L’atmosphère de bouleversement général qui caractérise cette époque de changements
n’épargne pas le champ de la représentation dans les arts, lesquels ont perdu leurs points de
repères classiques et s’apprêtent à en chercher d’autres. Le langage verbal lui-même subit
l’influence d’une crise qui a privé le signe de sa vocation à représenter le réel. Les mots ne
sont plus aptes à recouvrir leur tâche d’instruments privilégiés pour l’expression du « moi »

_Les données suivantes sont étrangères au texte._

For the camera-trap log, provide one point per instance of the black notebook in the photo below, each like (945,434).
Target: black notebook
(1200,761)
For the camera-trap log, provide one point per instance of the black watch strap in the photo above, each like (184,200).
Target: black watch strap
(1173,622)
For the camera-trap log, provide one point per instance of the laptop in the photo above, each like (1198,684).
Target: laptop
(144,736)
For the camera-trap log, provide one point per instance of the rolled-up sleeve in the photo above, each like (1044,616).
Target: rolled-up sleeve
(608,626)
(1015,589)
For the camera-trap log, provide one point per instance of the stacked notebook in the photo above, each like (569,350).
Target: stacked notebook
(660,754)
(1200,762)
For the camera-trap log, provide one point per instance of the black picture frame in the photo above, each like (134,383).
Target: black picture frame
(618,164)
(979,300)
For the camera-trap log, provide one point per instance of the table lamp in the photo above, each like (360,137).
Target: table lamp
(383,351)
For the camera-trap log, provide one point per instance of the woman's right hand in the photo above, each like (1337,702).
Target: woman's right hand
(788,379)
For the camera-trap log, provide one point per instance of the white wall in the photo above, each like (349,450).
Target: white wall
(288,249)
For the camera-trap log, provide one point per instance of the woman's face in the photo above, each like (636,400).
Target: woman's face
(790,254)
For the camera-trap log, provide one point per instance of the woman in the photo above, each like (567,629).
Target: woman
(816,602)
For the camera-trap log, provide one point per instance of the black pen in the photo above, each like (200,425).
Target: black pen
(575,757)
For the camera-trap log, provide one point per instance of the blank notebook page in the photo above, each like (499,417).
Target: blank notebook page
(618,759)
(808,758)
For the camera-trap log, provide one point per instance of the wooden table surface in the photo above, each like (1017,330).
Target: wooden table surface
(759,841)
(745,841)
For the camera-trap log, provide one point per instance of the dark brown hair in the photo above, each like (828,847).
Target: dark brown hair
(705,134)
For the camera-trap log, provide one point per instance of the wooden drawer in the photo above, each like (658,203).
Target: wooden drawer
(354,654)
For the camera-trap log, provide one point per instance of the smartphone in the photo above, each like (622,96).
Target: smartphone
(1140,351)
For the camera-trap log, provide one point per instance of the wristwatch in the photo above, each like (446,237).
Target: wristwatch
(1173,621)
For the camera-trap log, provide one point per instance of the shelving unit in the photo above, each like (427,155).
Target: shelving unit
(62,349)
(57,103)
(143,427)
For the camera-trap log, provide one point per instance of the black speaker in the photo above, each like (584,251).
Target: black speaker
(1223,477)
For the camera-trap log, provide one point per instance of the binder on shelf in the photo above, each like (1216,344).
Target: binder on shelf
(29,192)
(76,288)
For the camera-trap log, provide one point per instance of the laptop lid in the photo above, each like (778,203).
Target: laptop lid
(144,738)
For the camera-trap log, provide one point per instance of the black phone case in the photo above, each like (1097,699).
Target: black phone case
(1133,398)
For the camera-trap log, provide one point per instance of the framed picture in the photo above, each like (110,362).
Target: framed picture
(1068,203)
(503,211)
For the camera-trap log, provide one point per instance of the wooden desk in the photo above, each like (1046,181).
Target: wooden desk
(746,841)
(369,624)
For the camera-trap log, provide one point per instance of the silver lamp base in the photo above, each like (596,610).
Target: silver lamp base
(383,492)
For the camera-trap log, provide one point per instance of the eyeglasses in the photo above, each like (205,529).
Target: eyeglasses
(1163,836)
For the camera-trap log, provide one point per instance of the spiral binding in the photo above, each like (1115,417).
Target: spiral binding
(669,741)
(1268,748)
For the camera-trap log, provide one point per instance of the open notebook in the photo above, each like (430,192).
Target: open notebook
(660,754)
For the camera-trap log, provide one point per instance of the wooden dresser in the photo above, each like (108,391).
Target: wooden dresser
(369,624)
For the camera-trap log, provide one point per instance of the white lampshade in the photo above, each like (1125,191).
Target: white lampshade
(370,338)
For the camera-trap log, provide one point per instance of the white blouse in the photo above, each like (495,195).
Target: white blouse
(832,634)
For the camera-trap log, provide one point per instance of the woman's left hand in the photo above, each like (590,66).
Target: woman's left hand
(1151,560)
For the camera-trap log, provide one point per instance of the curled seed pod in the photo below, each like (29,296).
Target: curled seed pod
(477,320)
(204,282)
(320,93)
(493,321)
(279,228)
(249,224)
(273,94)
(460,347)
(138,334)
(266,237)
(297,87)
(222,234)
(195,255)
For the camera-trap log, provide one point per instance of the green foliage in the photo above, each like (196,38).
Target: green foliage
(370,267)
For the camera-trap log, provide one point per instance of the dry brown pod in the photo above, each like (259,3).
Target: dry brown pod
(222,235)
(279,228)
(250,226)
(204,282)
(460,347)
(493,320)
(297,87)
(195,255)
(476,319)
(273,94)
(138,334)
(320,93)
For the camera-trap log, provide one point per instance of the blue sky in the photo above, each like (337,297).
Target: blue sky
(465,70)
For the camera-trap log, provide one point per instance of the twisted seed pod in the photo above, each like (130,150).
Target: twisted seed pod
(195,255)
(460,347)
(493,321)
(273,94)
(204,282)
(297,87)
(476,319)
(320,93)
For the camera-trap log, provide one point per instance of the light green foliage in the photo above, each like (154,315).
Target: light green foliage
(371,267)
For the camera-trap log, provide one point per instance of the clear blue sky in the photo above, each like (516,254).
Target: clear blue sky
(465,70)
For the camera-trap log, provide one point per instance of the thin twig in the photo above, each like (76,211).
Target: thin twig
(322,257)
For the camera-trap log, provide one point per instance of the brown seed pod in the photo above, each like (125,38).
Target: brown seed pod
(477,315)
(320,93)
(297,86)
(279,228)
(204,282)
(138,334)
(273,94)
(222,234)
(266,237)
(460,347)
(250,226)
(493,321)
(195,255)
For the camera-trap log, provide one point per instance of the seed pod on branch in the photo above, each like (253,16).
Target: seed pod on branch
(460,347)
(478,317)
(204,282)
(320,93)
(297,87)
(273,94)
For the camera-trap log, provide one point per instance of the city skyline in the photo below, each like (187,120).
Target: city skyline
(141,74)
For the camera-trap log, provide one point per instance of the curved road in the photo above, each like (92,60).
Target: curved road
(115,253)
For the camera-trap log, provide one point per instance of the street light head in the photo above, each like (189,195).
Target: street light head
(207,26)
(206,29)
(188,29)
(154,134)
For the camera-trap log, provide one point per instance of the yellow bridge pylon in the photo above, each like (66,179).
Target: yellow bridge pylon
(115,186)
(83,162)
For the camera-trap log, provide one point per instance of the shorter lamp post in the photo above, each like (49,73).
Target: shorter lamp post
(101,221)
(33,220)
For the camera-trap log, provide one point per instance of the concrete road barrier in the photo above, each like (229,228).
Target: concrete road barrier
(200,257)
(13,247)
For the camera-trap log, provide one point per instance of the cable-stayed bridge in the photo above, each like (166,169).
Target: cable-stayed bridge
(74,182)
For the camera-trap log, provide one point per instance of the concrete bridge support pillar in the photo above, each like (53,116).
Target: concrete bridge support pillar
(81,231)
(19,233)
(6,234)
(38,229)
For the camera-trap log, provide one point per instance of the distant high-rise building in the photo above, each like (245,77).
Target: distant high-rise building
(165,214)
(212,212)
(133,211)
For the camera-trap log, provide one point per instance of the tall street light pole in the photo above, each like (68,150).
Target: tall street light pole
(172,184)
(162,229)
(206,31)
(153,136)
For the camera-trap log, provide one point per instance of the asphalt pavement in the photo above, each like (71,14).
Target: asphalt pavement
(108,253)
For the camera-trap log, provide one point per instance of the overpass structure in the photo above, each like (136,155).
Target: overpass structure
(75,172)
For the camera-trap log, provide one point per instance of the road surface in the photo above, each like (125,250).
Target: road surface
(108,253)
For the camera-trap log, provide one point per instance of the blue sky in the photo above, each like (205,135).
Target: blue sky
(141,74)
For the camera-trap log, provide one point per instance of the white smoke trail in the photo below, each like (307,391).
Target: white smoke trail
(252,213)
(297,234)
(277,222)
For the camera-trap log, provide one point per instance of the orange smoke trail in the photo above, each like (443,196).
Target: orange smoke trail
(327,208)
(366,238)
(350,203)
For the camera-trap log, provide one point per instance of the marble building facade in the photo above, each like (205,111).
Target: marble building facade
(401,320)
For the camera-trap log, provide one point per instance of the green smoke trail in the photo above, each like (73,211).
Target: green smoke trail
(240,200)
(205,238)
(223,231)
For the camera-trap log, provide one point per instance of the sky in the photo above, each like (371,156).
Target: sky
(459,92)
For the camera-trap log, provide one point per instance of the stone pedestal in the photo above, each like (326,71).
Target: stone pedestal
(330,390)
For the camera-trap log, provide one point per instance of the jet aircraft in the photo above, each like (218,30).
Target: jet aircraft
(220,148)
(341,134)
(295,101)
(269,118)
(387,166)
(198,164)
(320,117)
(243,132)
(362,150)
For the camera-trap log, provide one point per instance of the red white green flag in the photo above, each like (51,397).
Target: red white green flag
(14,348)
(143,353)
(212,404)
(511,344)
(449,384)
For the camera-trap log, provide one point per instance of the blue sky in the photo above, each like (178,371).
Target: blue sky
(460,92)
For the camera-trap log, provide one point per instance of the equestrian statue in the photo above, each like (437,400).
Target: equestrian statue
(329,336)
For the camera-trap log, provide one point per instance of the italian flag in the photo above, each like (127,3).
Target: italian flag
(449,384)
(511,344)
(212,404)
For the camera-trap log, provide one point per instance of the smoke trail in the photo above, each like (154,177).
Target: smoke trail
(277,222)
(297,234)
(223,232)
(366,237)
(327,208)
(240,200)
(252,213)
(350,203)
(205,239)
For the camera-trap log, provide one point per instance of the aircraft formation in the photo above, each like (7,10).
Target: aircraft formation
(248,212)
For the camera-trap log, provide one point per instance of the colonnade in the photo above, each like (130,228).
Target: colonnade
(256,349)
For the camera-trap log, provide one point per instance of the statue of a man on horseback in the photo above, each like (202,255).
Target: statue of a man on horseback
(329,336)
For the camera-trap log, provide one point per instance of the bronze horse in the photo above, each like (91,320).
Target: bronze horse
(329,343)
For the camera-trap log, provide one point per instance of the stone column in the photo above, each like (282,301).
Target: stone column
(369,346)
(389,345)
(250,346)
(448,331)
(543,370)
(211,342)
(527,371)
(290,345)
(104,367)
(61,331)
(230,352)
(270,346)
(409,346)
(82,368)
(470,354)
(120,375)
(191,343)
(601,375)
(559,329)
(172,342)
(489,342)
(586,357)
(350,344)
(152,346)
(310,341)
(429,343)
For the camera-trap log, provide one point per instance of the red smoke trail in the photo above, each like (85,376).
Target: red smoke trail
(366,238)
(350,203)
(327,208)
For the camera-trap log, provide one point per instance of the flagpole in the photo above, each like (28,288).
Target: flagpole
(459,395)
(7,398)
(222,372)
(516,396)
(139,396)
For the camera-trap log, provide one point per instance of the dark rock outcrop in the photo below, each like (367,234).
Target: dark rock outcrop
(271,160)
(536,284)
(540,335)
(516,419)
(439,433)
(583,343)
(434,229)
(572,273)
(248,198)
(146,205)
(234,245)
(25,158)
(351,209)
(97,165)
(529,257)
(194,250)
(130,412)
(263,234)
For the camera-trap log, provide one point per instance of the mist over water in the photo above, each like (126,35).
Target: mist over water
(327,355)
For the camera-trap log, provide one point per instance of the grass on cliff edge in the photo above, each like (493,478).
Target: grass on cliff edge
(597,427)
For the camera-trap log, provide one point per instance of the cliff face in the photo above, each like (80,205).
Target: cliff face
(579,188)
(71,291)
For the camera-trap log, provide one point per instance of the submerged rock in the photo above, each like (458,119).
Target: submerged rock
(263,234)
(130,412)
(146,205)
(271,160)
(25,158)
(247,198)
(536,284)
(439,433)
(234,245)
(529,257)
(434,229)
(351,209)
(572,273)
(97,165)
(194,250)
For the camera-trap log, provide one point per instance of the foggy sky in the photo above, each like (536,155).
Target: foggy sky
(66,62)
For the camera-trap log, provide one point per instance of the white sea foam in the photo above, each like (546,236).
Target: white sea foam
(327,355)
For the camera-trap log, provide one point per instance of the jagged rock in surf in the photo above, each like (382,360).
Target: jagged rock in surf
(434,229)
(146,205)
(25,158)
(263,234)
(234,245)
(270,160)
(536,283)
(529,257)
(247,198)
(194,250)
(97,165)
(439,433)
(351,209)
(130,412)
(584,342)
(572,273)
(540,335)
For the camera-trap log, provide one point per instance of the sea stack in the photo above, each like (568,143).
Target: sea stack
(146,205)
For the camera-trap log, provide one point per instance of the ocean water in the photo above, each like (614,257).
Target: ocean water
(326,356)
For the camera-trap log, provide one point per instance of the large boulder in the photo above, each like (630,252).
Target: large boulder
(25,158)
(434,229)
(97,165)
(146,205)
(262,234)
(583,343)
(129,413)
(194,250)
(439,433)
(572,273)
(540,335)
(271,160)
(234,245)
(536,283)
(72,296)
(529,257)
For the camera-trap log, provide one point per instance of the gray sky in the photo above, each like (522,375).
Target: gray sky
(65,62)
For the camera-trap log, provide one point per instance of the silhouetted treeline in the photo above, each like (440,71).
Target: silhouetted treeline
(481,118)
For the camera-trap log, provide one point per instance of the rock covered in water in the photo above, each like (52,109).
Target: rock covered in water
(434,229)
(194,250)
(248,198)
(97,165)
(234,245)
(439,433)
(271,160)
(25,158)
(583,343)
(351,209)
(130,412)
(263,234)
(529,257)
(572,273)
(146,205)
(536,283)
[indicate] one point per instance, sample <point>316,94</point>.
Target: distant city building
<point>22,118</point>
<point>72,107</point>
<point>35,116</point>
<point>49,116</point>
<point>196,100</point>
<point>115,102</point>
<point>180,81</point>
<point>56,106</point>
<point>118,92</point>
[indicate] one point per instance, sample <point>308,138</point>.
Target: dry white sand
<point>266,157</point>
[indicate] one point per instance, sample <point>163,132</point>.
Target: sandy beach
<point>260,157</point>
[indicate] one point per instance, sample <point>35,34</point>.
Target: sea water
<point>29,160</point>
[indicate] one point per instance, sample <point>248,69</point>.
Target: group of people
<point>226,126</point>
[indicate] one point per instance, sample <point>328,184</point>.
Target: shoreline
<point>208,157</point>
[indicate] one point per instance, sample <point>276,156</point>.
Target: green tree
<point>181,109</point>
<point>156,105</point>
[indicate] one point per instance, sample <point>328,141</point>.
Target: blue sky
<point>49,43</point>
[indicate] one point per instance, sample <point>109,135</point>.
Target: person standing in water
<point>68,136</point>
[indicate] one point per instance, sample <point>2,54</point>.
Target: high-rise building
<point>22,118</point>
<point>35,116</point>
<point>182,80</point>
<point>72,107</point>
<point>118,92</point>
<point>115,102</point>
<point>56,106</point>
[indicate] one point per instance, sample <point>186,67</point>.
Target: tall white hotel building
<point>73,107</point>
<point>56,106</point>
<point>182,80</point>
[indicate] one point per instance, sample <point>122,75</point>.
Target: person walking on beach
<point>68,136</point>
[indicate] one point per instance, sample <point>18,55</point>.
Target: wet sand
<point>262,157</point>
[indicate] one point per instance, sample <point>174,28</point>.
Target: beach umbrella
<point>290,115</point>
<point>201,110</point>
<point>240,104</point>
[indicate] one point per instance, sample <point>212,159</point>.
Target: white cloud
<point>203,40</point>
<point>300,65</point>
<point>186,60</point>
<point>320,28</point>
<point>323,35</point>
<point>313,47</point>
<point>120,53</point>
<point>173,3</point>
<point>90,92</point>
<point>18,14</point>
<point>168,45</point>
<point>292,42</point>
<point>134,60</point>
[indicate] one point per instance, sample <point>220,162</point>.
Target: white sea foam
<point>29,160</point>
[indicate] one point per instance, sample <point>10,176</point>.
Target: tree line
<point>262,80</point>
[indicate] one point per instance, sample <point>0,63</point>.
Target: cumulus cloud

des écrivains, car ils ont été longuement utilisés pour donner une image du réel qui ne
correspondait pas à la réalité objective. Le langage n’est plus fiable et la confusion est le trait
spécifique de cette situation problématique : les moyens d’expression n’ayant plus le pouvoir
d’exprimer leur objet (la pensée, les choses, le réel), émerge une volonté de récupérer
l’identité perdue du réel et, par conséquent, de recouvrer celle du « moi ». Il nous appartient
de comprendre comment ces deux éléments opposés peuvent être utilisés l’un au service de
l’autre, dans l’intention de rechercher une vérité des formes d’expression qui soit le résultat
d’une coïncidence rétablie avec la vérité de leur objet. Il s’agit d’un problème central dans
l’œuvre d’Antonin Artaud. Malgré la confusion de l’époque dans laquelle il vit, Artaud,
comme un témoin lucide, s’engage avec ses propres moyens pour trouver des solutions à cet
écart apparemment insoluble qui sépare l’homme de sa véritable essence et de son rapport
authentique avec le réel. Qualifié de « fou » pendant toute sa vie, il s’efforce de se rapprocher
de lui-même pour lutter contre un monde qui voudrait réduire l’homme à « une sorte de
machine pensante qui plus elle se civilise plus elle s’ignore, au point de ne plus être capable
de se retrouver dans l’univers1 ».
La démarche littéraire d’Artaud s’insère donc dans le cadre d’une problématique qui
voit en son centre la recherche d’un « moi » déchiré par une culture qui l’a fait esclave de sa
propre pensée. Artaud vit ce drame en personne, il le vit dans sa chair et dans son esprit,
1 Franco Tonelli, L’Esthétique de la cruauté, étude des implications esthétiques du « Théâtre de la cruauté »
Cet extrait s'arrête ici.